Ele leu a história de Raul e Valdirene, os jovens que se enamoraram durante a marcha dos sem-terra. E se comoveu: que coisa bonita, um amor que nasce em meio à luta por um ideal comum. Comoveu-se muito, mesmo. De fato, ficou tão comovido que uma idéia lhe ocorreu: promover o casamento de Raul e Valdirene e dar-lhes o presente de núpcias.
O casamento seria celebrado no lugar mais adequado: a estrada. Todos os sem-terra estariam presentes e muita gente mais, partilhando a alegria dos noivos. Depois da festa, um grande banquete, comida farta. E aí ele anunciaria, alto e bom som, o presente de núpcias: uma propriedade de 20 hectares.

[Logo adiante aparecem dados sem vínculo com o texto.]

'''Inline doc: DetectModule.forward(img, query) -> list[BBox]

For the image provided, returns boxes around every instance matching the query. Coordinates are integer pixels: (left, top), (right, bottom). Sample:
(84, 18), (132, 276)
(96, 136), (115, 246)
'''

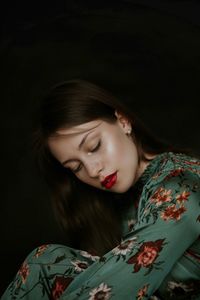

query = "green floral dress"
(1, 152), (200, 300)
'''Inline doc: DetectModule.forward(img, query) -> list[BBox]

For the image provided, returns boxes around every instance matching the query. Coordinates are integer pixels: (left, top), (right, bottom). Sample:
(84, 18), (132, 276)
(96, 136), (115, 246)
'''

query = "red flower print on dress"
(112, 237), (136, 255)
(80, 250), (100, 261)
(89, 282), (111, 300)
(127, 239), (165, 273)
(34, 245), (49, 258)
(71, 260), (88, 272)
(166, 168), (184, 179)
(160, 204), (186, 221)
(176, 191), (190, 204)
(18, 262), (30, 283)
(50, 276), (73, 300)
(150, 187), (172, 206)
(137, 284), (149, 300)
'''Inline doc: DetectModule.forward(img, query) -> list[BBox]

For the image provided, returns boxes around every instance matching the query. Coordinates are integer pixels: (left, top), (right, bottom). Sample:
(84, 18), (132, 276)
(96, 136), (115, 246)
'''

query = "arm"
(62, 171), (200, 300)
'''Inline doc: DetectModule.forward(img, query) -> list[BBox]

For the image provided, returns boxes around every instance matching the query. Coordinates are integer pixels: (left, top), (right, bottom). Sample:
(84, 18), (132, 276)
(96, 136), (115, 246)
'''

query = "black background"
(0, 0), (200, 296)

Não lhe era difícil arranjar essa terra. Proprietário de mais de 30 mil hectares, em vários lugares, tudo o que tinha de fazer era assinar um papel. E, assinando esse papel, passaria para a história como um grande proprietário rural que, no momento certo, soubera fazer uso da generosidade.
Estava nesses devaneios quando a mulher entrou no quarto. Ao vê-lo sentado, jornal na mão, irritou-se: já era tarde, tinham um compromisso social. Mas, intrigada, quis saber o que o marido estava lendo.
Ele mostrou a notícia sobre Raul e Valdirene. E contou seu plano.
Ela olhou-o, assombrada, ultrajada:
- O quê? Você quer dar terra a esses vagabundos? Terra que nem é sua, terra que nos foi deixada pelo meu falecido pai? Quem você pensa que é, Papai Noel? Você não toma jeito, mesmo. Não faz nada, vive de renda, e ainda que matar a galinha dos ovos de ouro. Vista-se e vamos.
Lentamente, ele se vestiu. Talvez a mulher estivesse com a razão, pensou. Desses sem-terra nunca se sabe o que esperar: a gente dá a mão, eles querem o braço. Hoje 20, amanhã mais 20 e lá se vão as terras todas. Eles que continuassem na estrada, reclamando como sempre. Quem quer marcha pela reforma agrária não pode esperar marcha nupcial.